Today’s WASDE gave us the first detailed look at the new season and the bottom line was slightly bullish due to a lower than expected US crop estimate. While the consensus was for a 17+ number, the USDA pegged the crop at just 16.5 million bales. We have no problem with this initial estimate and belief that it might even be a tad optimistic given the megadrought in the Southwest.
However, where we continue to take issue with the USDA is on global mill use. While it lowered mill use by 1.50 million bales to 122.94 million bales for the current season, it only sees it drop another 0.95 million bales to 121.99 million bales in the coming season.
That’s not realistic in our opinion, since the entire globe is currently slipping into a recession. The negative wealth effect that’s caused by the collapse of financial assets, be it bonds, stocks, cryptos and soon real estate as well, combined with the squeeze consumers feel by much higher living expenses, will almost certainly lead to a significant drop in discretionary spending. So far over USD 30 trillion have been wiped from global financial markets, with no end in sight.
The world numbers for 2022/23 look fairly balanced as presented, with production and mill use both showing a 121 million bale handle. ROW ending stocks are projected at 46.40 million bales at the end of next season, or just 0.67 million bales lower than at the end of this marketing year. And if mill use were to drop as we believe, we might actually end up with higher inventories next season.

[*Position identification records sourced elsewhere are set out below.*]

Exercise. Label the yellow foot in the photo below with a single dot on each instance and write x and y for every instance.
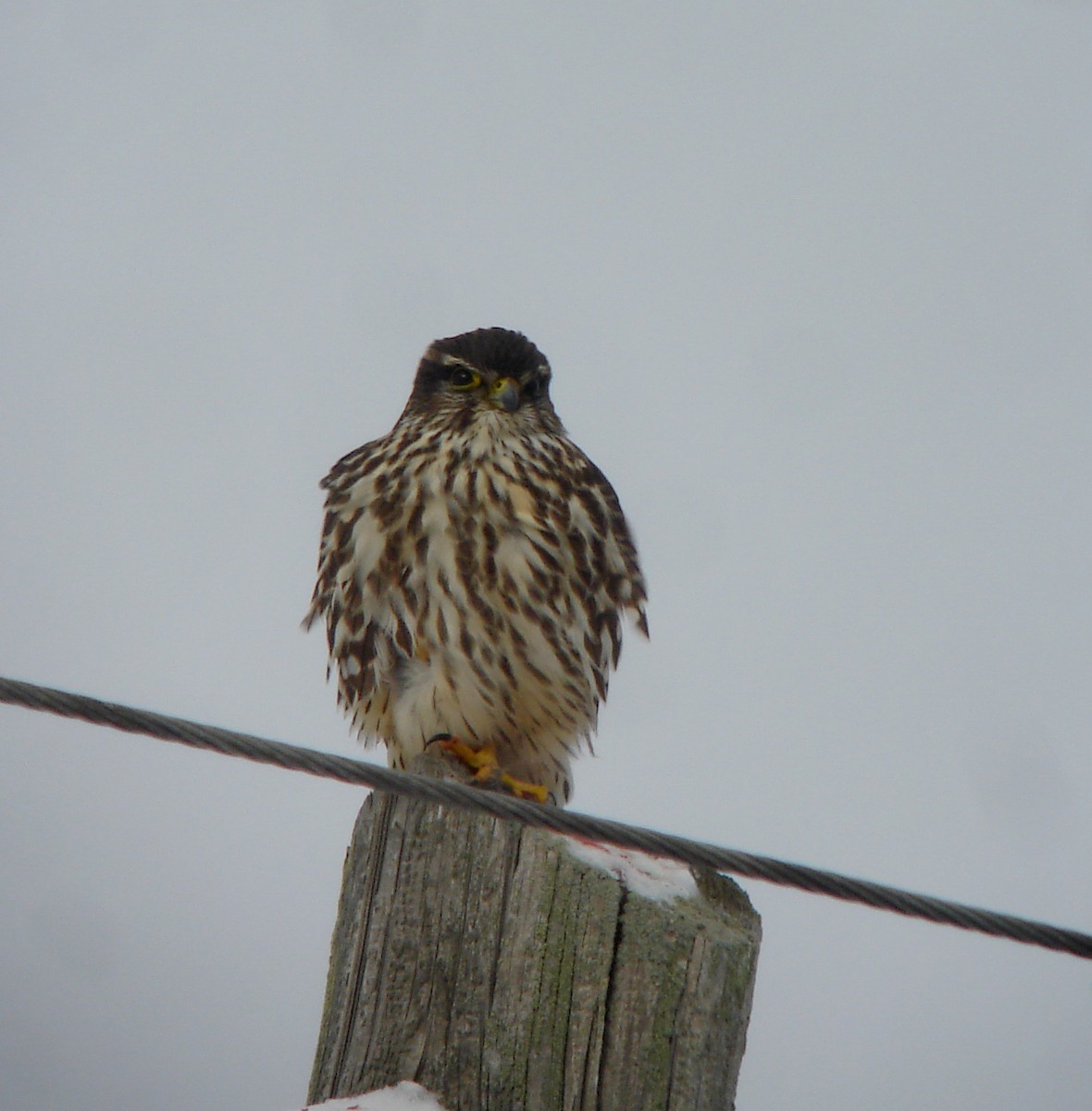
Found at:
(482, 762)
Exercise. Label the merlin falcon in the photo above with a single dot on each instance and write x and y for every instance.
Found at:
(475, 572)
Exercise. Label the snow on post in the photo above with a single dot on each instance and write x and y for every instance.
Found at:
(508, 967)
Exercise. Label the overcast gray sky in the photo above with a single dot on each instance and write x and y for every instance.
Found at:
(815, 283)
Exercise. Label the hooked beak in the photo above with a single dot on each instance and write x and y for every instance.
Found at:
(504, 393)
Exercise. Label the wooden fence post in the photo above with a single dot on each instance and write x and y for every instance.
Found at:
(510, 969)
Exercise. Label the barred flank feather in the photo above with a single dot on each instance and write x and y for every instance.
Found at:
(475, 569)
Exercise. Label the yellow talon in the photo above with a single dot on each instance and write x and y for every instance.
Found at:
(486, 769)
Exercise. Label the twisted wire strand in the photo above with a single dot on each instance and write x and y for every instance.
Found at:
(328, 766)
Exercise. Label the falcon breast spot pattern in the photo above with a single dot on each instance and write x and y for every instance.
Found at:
(475, 572)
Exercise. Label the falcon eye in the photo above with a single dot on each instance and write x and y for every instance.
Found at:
(464, 378)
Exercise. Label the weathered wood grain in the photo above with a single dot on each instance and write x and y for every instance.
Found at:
(490, 965)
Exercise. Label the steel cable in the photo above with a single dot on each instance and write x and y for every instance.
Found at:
(328, 766)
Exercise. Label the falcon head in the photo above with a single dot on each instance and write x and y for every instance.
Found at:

US export sales finally slowed down last week, as just 123,100 running bales of Upland and Pima cotton were sold for all marketing years combined. There were just 14 markets buying, while 26 destinations received shipments of 372,800 running bales. The slowdown in sales was due to high prices as well as a lack of offers, as not much cotton remains unsold and/or cannot be offered for timely shipments.
For the current season commitments have now reached 15.65 million statistical bales, of which 9.6 million bales have so far been exported. This compares to 16.5 million in sales and 12.5 million bales shipped a year ago.
So where do we go from here?
The physical market has turned quiet, with the exception of India, where offers still find keen buyers. With the big price gap between July and December looming, and given all the macroeconomic headwinds, most buyers have become very cautious and are not willing to chase after these elevated prices.
However, NY futures are a different animal, because we have a showdown between spec longs and trade shorts, with the latter facing a time crunch as far as July positions are concerned.
Unless speculators are willing to part with their longs before the roll period, which might happen if financial markets were to deteriorate further, the shorts are facing a lack of sell-side liquidity and will have to push prices higher in order to find it.
Given all the uncertainty we are current facing in financial markets, we expect the cotton market to remain volatile, with a significant upside risk in July due to the large amount of unfixed on-call sales.
December is benefitting from the July situation, but if we are correct and demand for cotton falls apart, it might be difficult to defend these high prices once July is gone. We therefore believe that it is prudent to start hedging against downside risk via bearish options strategies.